Missing documents meant it was impossible to link a specific contaminated blood product with a particular patient, writes Dick Ahlstrom, Science Editor
At least 252 haemophiliacs contracted either the AIDS virus or hepatitis C while receiving treatments provided by the Blood Transfusion Service Board (BTSB), according to the report of the Lindsay Tribunal, published yesterday.
The report indicates, however, that this is a "minimum figure".
The tribunal identified 252 men who had contracted either the AIDS virus, hepatitis C, or both, as a result of contaminated blood products supplied by the BTSB. Of these, 104 contracted the AIDS virus, HIV, and at least 217 contracted hepatitis C.
The tribunal faced difficulty establishing which particular product caused a particular infection.
A key task of the tribunal was to understand how blood products containing infectious viruses actually reached haemophiliacs being treated for this blood-clotting disorder.
The "state of treatment records" made it "impossible" to link a product with a particular patient, according to the tribunal.
"The difficulty in this regard was exacerbated by the fact that the despatch records of the BTSB [Blood Transfusion Service Board] in regard to relevant blood products had been destroyed in 1993, for reasons which remain unclear," it states.
Haemophilia is an inherited blood disorder mainly affecting males. The person does not produce certain "Factors", special blood proteins which promote the formation of blood clots. Without these factors, such as Factor VIII and Factor IX, haemophiliacs are in constant danger of bleeding to death from the smallest of injuries.
Treatments were developed, which involved the replacement of the missing factors by collecting them from blood and plasma donations. Blood from many donors was pooled and the scarce factors removed.
While this provided effective treatments for haemophiliacs, it also exposed them to any blood-borne diseases carried by donors, in this case HIV and hepatitis C.
Products produced here by the BTSB used only pooled donations from Irish donors.
It had been assumed that local donations would mean a very low risk of HIV or hepatitis infection, but in fact when testing of donors began several HIV positive donors were quickly identified, the tribunal reports.
Large-scale pooling in the US done by the drug company suppliers included donations from potentially dangerous sources, including prisoners and drug addicts.
These carried a correspondingly higher risk of infectivity.
The tribunal found that 104 haemophiliacs were infected with HIV as a result of receiving virus-tainted blood products, the figure provided in testimony by Mr Seamus Dooley, laboratory manager of the Virus Reference Laboratory at University College Dublin.
Of these, 95 haemophilia A patients were infected prior to January 1985 by treatments coming from companies outside the Republic.
Prior to this time, the products provided here were not heat treated as a way to remove viral contamination. Only two haemophilia A patients who contracted HIV received blood products prepared by the BTSB, the tribunal found.
At least two-thirds of the haemophilia A patients who became infected had already contracted the virus by the middle of 1983, and the remainder before the end of 1984, the tribunal states.
The remaining seven persons treated with products for haemophilia B all received Factor IX prepared by the BTSB.
Two infected batches were identified by the tribunal as the cause of the HIV infection, and these were issued from June 1985 through July 1985 and from July 1985 through October 1985.

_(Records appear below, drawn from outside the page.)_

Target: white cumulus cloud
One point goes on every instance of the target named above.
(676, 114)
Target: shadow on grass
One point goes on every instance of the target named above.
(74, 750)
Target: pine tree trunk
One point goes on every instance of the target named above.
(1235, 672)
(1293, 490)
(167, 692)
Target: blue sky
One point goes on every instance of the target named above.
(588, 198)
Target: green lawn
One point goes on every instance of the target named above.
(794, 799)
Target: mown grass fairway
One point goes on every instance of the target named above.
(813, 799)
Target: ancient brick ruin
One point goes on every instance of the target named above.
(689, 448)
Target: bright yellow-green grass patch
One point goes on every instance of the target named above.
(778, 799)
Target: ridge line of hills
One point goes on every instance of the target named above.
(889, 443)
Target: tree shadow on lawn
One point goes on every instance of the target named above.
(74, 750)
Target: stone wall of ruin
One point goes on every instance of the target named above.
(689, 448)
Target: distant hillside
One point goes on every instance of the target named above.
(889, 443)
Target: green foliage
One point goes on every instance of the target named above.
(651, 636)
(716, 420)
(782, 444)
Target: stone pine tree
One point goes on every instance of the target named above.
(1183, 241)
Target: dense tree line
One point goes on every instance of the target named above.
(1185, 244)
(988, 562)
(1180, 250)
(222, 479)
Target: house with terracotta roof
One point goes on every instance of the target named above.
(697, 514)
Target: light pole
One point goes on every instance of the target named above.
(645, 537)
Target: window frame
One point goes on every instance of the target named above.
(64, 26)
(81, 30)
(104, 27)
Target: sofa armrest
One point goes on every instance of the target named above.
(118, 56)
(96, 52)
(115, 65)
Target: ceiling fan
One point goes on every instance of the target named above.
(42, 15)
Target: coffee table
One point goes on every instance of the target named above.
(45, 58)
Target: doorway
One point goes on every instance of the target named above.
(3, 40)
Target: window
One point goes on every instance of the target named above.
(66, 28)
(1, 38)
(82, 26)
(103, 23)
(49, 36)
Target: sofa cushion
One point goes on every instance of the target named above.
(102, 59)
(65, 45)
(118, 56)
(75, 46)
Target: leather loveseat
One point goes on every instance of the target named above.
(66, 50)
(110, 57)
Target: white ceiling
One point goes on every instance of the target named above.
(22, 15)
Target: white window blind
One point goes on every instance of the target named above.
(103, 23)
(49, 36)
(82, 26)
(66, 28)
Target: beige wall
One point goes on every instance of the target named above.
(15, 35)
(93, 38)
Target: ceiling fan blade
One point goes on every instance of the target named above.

These batches were prepared from blood donors who had not been screened for exposure to HIV, the tribunal reports. "They had not been heat treated. All seven persons who were infected had received treatment from one or other batch and in some cases from both."
The Virus Reference Laboratory at that time was the main centre for HIV testing but one of a small number able to test for hepatitis C infection.
It recorded 217 haemophiliacs who had contracted hepatitis C, but Mr Dooley told the tribunal that other test locations might also have detected the infection in haemophiliacs.
"The tribunal accepts this evidence and regards the figure of 217 persons as being less definitive than the figure of 104 persons with haemophilia infected with HIV.
"The tribunal regards the figure of 217 persons as a minimum figure."